The way authorities have approached legal cannabis can serve as a cautionary tale for other drugs, including recreational ones.

“The most dangerous thing about drugs is that they are illegal,” says Garth Mullins, host and executive producer of the Crackdown Podcast and a drug user who survived the overdose crises during Conservative and Liberal governments in Canada. “In outlawing drugs, successive Canadian governments are the architects of the overdose crisis and thus the many thousands of deaths are on their hands.”

Canada’s drug war history has left an everlasting shadow. Mullins recalls that it started back in 1908 “as part of a racist panic about Chinese and Japanese workers. Before that, the Indian Act created prohibition across Indigenous country. White supremacy is baked right in. Cops have been targeting, harassing, carding, arresting and killing disproportionate numbers of Black, Indigenous and people of color ever since.”

Race and skin tone play their roles in the so-called “war on drugs” also in Brazil and in the USA, as explained to me in an interview with Columbia University’s Dr. Carl Hart. The bias of law enforcement can be felt in poor communities and on people of color, mostly Black people, to the point that even a non-drug user like myself has been racially profiled in strip-searches.

Indigenous peoples also disproportionately experience this discrimination. This has continued with the legalization of cannabis. “The Federal Government claimed (the) rights to regulate production, and left retail to the provinces,” says Shaw, “effectively ignoring the special status First Nations have under Canada’s Indian Act. This has left a lack of clarity around the rights of First Nations when it comes to cannabis. On an individual level, First Nations people are more likely to be profiled by law enforcement in certain areas, and this is absolutely the same problem as prohibition: laws not being applied consistently across jurisdictions or communities.”

In Mullins view, “mainstream political leaders” haven’t broken up with the “drug war”, and although they employ “more compassionate tones” and “progressive language,” the real change came through the work of activists “arm twisting and putting pressure on Canadian Institutions.”

One glaring issue with cannabis legalization, which has racial discrimination implications, is that for those with previous criminal records related to cannabis, “pardons are available, but those aren’t expungements,” says Shaw. “They don’t address notes on their files that could affect a security clearance application.”

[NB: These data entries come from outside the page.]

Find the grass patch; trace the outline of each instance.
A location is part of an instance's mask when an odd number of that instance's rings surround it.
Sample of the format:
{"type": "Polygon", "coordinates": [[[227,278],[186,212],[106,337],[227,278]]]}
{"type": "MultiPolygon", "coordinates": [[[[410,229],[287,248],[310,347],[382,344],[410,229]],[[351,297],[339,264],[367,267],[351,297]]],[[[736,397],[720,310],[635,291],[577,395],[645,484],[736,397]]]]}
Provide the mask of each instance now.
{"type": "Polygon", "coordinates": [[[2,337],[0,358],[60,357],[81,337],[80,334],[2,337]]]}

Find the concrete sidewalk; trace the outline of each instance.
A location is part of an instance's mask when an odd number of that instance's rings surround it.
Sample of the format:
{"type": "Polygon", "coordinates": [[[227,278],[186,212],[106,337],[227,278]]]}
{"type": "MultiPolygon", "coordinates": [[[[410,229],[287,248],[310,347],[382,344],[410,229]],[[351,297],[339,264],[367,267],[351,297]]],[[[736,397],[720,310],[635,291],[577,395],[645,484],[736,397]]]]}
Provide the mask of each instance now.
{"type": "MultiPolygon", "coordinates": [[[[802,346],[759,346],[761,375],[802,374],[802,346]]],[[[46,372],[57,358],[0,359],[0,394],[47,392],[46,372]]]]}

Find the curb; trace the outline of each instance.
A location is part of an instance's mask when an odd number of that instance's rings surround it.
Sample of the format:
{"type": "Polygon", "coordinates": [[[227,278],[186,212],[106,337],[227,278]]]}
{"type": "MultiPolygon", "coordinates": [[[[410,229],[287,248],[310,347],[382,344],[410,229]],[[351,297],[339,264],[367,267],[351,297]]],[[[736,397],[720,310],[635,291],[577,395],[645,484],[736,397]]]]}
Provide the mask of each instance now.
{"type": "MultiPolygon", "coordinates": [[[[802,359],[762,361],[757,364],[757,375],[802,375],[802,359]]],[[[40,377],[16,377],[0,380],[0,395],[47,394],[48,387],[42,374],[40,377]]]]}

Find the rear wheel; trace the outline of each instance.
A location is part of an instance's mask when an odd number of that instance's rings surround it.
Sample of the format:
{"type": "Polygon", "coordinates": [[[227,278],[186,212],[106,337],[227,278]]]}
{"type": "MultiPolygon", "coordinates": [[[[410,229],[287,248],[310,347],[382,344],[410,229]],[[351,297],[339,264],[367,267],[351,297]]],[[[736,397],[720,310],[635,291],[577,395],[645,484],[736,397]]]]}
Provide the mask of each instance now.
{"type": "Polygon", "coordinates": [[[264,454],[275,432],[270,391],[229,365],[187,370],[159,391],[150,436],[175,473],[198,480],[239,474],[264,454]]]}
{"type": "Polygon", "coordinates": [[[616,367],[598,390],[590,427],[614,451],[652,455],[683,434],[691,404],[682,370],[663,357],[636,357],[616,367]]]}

Shaw also notes that very few of those working in small capacities or even illegally with cannabis were embraced into the legal workforce after legalization and the emergence of corporate players. These people were especially excluded from leadership roles in the new companies, says Shaw.

Reflections

Watching from home, the cannabis situation in Canada is miles ahead of Brazil, but Canada clearly still has its own problems. We see Canada in the news for human rights issues like the racist hate crime cases in Vancouver and the discovery Indigenous children’s unmarked graves at residential schools. The world may be starting to see that Canada isn’t the progressive utopia people used to believe it was. And drug policies are influential on breaking this illusion.

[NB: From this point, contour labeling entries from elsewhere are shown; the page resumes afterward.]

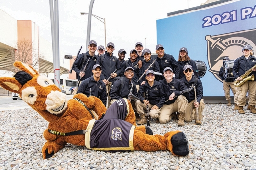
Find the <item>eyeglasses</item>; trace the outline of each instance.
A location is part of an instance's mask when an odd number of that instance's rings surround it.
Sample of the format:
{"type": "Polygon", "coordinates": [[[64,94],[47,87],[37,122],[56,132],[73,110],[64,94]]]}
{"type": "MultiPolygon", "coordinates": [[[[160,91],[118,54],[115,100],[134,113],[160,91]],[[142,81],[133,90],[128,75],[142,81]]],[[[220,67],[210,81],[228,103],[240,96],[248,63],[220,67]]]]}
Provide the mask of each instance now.
{"type": "Polygon", "coordinates": [[[190,70],[190,69],[189,69],[189,70],[185,70],[185,73],[187,73],[188,72],[188,71],[189,71],[189,72],[192,72],[192,70],[190,70]]]}

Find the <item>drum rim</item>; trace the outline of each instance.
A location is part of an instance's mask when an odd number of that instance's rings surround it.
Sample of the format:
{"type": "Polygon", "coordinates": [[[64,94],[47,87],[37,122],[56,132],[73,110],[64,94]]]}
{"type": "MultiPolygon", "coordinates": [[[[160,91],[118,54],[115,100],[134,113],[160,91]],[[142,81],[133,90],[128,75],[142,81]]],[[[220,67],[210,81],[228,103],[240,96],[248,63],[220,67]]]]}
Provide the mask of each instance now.
{"type": "Polygon", "coordinates": [[[198,72],[199,73],[199,70],[198,68],[197,62],[200,62],[200,63],[203,63],[204,64],[204,71],[200,70],[200,72],[203,72],[203,75],[202,76],[199,76],[199,76],[198,76],[199,78],[201,78],[203,77],[203,76],[204,76],[205,74],[206,74],[206,71],[207,71],[207,66],[206,65],[206,64],[205,63],[205,62],[204,62],[204,61],[201,61],[201,60],[195,60],[194,61],[195,61],[195,62],[196,63],[196,67],[197,67],[197,70],[198,70],[198,72]]]}

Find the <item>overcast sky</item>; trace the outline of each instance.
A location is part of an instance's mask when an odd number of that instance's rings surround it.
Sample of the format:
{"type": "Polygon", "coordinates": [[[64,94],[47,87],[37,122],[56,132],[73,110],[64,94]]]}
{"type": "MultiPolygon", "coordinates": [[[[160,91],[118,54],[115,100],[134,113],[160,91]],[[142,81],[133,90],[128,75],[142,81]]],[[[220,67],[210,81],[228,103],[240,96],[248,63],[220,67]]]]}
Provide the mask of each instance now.
{"type": "MultiPolygon", "coordinates": [[[[92,14],[106,18],[107,43],[115,44],[116,56],[120,49],[130,51],[138,41],[155,52],[157,43],[156,20],[167,18],[169,12],[187,9],[188,5],[191,8],[205,1],[95,0],[92,14]]],[[[81,52],[86,50],[88,17],[80,12],[88,12],[90,2],[90,0],[59,0],[60,49],[67,55],[76,55],[81,45],[81,52]]],[[[16,20],[34,22],[39,27],[39,34],[51,42],[49,0],[1,0],[0,9],[16,20]]],[[[182,28],[184,24],[181,21],[177,26],[182,28]]],[[[91,25],[91,40],[98,46],[105,46],[104,24],[93,17],[91,25]]]]}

I believe that the debate on drugs revolve around a question of personal liberties, and I quote late Brazilian journalist Paulo Francis (1930-1997) as published by the Folha de S. Paulo newspaper from August 2, 1986:

“By legalizing drugs, the forbidden fruit appeal would come to an end, even more important the mob-police liaisons which is responsible for the lethal quality of many of the falsified drugs, and the price of the merchandise would go low. Drugs are a vocation, a temperamental need. And there are many on sale, legally, from alcohol to pills, that it is ridiculous to prohibit others. Notice that there are those destroying themselves with drugs but it doesn’t matter if they are legal or illegal. There are those (folks) who use them once in a while with no major effects. And those who don’t like them (at all).”